Robotics developers just got a serious upgrade to their open-source toolkit. On July 6, 2026, NVIDIA and Hugging Face folded a fresh batch of models and frameworks into LeRobot, the community-driven library used to train, run, and share robot datasets, models, and policies.
If you’ve been dabbling in humanoid robotics, the headline addition is Isaac GR00T 1.7 — an open, reasoning vision-language-action (VLA) model built specifically for humanoid robots. Rather than shipping a black box, NVIDIA has made it something developers can actually mold: you can post-train GR00T 1.7 on your own data and deploy it directly through LeRobot’s workflows. It’s the kind of foundation model that lets a robot connect what it sees, what it’s told, and what it physically does.
Getting a VLA model to behave, though, depends on the quality of the demonstrations you feed it. That’s where the second piece comes in. Isaac Teleop is an open-source framework for robot data collection, designed to capture high-quality human demonstrations from external devices. Crucially, it uses standardized, interoperable formats — so the data you record with one setup doesn’t become a proprietary dead end. For anyone who has wrestled with mismatched teleoperation pipelines, that interoperability is quietly the best part of the announcement.
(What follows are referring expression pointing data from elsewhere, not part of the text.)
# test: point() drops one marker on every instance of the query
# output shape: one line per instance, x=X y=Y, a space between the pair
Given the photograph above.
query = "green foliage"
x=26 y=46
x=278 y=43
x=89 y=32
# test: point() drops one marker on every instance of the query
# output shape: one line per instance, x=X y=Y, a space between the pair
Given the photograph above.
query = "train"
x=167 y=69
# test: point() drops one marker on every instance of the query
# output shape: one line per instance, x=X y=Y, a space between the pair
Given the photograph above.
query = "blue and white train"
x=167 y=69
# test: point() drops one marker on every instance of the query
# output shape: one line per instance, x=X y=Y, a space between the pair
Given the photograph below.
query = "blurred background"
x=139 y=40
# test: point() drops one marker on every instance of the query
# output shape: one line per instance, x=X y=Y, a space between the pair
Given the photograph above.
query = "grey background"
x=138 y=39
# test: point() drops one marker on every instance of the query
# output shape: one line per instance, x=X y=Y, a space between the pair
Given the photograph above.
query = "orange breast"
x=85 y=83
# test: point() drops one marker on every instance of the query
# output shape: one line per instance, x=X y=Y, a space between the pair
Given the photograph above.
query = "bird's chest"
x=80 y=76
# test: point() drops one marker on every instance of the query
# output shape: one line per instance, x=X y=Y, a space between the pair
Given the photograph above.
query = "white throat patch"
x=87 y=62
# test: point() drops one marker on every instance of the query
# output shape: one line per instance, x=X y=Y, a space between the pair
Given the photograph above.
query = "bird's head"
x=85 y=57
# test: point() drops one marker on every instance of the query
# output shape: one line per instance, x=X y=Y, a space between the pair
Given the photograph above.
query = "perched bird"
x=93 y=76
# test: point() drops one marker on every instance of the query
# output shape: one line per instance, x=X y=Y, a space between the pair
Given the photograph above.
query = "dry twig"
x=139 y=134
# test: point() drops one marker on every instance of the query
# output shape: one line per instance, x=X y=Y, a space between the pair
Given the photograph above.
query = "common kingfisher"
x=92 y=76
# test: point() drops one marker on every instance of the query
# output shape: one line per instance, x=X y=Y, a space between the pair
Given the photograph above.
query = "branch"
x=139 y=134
Both Isaac GR00T 1.7 and Isaac Teleop are already available in LeRobot as of the announcement, so there’s no waiting list or teaser countdown — you can pull them in and start experimenting.
There’s also a third act on the horizon. NVIDIA plans to bring Cosmos 3, a frontier model for physical AI, to LeRobot. The idea is to lean on Cosmos 3 for data generation, simulation, and policy development in situations where real-world data is either scarce or too expensive to collect. In practical terms, that means training robots in synthetic environments before they ever touch a physical prototype — a lifeline for smaller teams that can’t afford endless hardware runs.
What ties all three together is the philosophy behind LeRobot itself. It’s an open library, and by dropping production-grade tools into it, NVIDIA and Hugging Face are betting on a shared ecosystem rather than a walled garden. Datasets, models, policies, and full workflows can all be swapped between researchers and hobbyists, which lowers the barrier to entry for anyone curious about building or teaching robots.
The combination is telling: a capable VLA model for humanoids, a clean way to gather human demonstration data, and — soon — a simulation engine to fill in the gaps. Together they address the three chronic bottlenecks in robotics development: the brain, the training data, and the cost of iteration.
For developers, the takeaway is refreshingly concrete. Two of these tools are live now inside LeRobot, and a third is on the way. No hardware to buy, no license fees mentioned — just open frameworks ready to be pulled apart and rebuilt.